Deconstructing Kafka

iStock_000020380404XSmall-300x199A colleague of mine asked me to “compare and contrast” Solace with Kafka. Apache Kafka is an open source distributed messaging system, written by LinkedIn specifically for activity stream and log processing. As a detail oriented techie, I hate it when someone asks me a one sentence question that requires a two page answer. Sometimes I wish I could feel good about myself while spouting weasel words like “robust”, “scalable”, and “carrier class” to explain why my employer’s products are different. I am just not that guy. Instead, I got out my green highlighter and my reading glasses and spent the afternoon dissecting the excellent whitepaper written by Kreps, Narkhede, and Rao.

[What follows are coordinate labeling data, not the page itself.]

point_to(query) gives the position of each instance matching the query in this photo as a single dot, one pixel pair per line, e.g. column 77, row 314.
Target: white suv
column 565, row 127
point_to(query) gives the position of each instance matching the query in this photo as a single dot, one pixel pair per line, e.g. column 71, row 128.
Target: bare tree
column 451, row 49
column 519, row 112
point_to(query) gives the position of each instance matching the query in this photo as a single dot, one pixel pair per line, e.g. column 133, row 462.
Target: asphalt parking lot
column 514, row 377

First it’s important to introduce what constitutes large scale in the log processing space and why there is a need for solutions like Kafka. These are some log processing metrics quoted in the paper.

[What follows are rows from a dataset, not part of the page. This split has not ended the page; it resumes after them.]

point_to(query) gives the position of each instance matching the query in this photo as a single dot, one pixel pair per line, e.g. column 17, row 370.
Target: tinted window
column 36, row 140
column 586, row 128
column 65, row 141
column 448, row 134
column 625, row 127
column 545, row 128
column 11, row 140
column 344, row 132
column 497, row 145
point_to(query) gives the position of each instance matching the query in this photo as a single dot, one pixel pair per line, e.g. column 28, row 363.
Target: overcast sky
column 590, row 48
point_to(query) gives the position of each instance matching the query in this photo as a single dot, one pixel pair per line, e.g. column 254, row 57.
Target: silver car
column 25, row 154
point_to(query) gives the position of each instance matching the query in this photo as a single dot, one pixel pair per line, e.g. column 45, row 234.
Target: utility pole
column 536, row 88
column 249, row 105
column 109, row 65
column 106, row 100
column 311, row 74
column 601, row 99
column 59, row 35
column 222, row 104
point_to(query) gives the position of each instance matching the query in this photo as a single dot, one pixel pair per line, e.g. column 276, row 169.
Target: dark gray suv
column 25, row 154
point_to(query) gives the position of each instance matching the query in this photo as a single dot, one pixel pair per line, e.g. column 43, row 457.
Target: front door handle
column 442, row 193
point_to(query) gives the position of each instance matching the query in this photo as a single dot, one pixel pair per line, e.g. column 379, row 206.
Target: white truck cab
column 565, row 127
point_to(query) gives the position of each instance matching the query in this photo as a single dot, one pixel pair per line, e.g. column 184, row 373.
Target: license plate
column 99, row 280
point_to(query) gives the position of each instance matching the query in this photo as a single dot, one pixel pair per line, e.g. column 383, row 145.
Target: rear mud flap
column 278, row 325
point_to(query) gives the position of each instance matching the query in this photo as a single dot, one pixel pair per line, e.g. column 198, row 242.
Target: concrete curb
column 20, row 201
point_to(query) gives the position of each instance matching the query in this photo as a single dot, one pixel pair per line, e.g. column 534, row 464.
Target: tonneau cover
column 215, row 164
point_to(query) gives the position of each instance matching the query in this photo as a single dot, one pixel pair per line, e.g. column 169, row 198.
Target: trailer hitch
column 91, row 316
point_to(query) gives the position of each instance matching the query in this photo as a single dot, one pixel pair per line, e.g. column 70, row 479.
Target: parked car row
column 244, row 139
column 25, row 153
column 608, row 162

  • LinkedIn: generates 100’s of GB of new data in the form of 1 Billion messages per day
  • China Mobile: generates 5-8 TB of Call Detail Records (CDRs)  per day
  • Facebook: generates 6TB of user activity data per day

These huge volumes of data are generated across thousands of source systems distributed in multiple data centers, so it’s no easy feat to reliably capture the torrent of data, consolidate it and route it to the various analytics engines and back-end applications that feed on log data as the raw material for search, fraud detection, targeted advertising, and social networking.

Sounds like a good job for a message broker, either in the form of open source like RabbitMQ and Apache ActiveMQ, or a commercial product like IBM WebSphere MQ or TIBCO EMS.

The four main reasons outlined in the paper for why traditional enterprise messaging offering are not a fit for LinkedIn’s use case are:

  1. Feature bloat and the overkill of unnecessarily strong message delivery guarantees
  2. Not focused on throughput
  3. Weak clustering/partitioning support
  4. Poor message spool handling under heavy load

This is when I started to get really intrigued because the items in the list above are the very same ones that I use to qualify a fit for a Solace Messaging Appliance. Log processing, and the similar application in sensor networks, are becoming common and repeatable use cases.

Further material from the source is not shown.